The directive helps restore basic rights that the Ohio legislature took away in a controversial series of voter challenge laws, passed in 2006, which required county boards of election to send non-forwardable mailings to each registered voter 60 days before the election. Names on the lists of returned or undeliverable notice letters could be accessed by partisan operatives through public records laws to create ready-made “voter caging” lists. Project Vote had expressed concerns that up to 600,000 eligible voters—including a disproportionate number of minorities and youths—could be unlawfully stricken from the voter rolls based solely on problems with the mail.

Recent history shows that such concerns are justified. In 2004, partisans filed 35,000 challenges to Ohio voters in a mass voter caging that disproportionally impacted people of color. The challenges were based solely on a single piece of returned, non-forwardable mail. The resulting chaos disenfranchised voters, overwhelmed boards of election, and led to multiple lawsuits.

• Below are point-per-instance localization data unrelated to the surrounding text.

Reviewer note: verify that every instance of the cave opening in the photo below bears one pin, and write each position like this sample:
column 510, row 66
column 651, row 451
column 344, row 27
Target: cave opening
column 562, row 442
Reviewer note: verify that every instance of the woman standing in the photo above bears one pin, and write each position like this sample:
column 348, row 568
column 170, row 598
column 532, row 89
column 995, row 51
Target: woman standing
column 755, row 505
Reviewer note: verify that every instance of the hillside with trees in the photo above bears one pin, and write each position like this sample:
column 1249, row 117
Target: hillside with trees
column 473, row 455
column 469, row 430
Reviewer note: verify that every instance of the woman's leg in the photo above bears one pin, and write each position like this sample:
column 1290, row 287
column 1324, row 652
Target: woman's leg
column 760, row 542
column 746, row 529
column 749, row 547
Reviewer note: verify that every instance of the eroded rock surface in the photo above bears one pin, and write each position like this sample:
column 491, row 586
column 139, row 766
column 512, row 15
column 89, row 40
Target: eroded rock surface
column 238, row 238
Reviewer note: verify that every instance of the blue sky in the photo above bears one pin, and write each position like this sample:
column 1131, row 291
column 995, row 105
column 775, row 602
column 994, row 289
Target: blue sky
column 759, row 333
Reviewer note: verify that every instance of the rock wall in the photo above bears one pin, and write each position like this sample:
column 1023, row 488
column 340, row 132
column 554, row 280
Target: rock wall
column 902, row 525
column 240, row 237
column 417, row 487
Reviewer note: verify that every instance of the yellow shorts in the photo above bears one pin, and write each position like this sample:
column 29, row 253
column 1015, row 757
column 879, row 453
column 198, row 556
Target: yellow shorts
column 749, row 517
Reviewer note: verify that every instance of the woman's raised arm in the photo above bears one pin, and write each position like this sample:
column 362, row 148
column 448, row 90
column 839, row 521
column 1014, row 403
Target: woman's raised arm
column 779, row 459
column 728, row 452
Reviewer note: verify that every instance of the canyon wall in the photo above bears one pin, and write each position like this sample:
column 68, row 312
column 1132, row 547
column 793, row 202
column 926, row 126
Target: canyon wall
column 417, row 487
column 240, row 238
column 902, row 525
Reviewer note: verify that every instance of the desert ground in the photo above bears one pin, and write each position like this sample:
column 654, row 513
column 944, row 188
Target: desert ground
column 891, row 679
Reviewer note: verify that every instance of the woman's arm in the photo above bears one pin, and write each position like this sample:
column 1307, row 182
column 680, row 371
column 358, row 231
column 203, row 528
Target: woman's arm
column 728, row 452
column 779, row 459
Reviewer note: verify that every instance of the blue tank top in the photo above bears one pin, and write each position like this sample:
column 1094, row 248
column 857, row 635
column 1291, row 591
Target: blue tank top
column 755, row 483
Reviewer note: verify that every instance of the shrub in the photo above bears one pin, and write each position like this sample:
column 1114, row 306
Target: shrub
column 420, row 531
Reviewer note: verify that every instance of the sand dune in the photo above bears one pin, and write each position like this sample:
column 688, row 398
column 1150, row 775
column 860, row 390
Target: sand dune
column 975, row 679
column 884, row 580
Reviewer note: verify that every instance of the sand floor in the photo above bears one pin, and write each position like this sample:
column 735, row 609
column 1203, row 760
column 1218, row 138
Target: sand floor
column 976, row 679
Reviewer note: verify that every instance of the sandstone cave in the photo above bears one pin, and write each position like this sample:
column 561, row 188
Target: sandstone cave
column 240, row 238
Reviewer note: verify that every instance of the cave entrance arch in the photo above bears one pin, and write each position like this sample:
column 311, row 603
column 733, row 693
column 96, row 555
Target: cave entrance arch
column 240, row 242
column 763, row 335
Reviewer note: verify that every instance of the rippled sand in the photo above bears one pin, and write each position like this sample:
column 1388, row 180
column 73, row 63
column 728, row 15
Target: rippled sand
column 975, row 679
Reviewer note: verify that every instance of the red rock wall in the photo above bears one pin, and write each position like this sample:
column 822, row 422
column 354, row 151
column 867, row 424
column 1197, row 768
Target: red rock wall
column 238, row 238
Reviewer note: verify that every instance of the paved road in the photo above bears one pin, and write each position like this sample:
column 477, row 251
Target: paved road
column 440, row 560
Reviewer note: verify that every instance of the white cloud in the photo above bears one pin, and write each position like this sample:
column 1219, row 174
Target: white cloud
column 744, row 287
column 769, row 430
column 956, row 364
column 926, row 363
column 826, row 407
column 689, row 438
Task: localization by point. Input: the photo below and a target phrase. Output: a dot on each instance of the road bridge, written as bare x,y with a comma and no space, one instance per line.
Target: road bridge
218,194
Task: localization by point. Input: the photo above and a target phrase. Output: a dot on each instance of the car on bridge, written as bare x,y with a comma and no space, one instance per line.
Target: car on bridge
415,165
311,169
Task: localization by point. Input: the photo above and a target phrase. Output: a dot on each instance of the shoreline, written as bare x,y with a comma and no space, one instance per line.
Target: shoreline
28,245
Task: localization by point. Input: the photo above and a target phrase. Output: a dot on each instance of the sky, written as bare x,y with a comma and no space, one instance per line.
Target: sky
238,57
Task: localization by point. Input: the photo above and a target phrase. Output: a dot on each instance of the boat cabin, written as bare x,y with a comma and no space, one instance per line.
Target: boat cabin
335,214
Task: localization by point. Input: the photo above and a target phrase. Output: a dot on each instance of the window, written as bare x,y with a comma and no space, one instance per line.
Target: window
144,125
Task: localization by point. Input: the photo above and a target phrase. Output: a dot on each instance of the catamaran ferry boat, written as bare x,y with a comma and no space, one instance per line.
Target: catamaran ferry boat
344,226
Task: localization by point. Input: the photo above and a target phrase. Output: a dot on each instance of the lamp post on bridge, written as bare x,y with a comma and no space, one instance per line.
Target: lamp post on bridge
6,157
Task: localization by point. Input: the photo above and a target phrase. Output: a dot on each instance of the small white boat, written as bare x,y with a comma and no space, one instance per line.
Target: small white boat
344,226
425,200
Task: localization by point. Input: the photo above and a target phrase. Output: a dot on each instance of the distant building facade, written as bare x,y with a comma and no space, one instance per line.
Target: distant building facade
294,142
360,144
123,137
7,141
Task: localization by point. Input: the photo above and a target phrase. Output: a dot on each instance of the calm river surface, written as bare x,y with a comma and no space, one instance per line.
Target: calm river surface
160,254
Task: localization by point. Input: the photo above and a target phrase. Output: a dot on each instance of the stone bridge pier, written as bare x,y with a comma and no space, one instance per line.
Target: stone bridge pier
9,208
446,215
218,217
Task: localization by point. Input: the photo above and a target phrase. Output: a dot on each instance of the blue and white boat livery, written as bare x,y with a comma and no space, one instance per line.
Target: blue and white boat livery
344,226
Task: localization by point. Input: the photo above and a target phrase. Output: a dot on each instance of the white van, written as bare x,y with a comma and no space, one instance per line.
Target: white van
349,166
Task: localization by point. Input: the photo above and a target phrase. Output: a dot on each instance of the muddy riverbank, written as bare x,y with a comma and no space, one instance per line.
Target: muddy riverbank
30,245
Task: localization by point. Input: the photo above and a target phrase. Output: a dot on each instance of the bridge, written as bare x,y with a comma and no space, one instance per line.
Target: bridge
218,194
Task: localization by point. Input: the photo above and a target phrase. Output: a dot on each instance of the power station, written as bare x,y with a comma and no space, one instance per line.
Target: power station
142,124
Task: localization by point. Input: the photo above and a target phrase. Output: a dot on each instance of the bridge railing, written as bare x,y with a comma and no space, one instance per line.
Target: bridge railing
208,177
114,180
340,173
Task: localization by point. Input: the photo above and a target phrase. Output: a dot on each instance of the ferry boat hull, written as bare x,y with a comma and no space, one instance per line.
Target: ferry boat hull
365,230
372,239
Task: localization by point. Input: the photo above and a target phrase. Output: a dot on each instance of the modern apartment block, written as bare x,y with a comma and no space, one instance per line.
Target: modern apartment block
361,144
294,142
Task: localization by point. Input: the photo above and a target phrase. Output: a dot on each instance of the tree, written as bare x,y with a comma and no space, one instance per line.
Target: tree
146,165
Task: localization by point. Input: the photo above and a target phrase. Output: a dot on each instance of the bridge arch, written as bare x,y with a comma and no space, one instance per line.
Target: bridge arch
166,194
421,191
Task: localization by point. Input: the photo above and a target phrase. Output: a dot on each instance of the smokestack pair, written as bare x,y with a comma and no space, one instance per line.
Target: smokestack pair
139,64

“Partisan, challengers who have obtained a list of returned letters shouldn't be allowed to intimidate low-income and minority Ohioans, or strip eligible voters of their rights,” says Teresa James, attorney with Project Vote. “Particularly in light of the troubling history of voter caging in Ohio, Secretary Brunner is to be commended for her strong leadership on this issue and her firm commitment to protecting the rights of Ohio voters.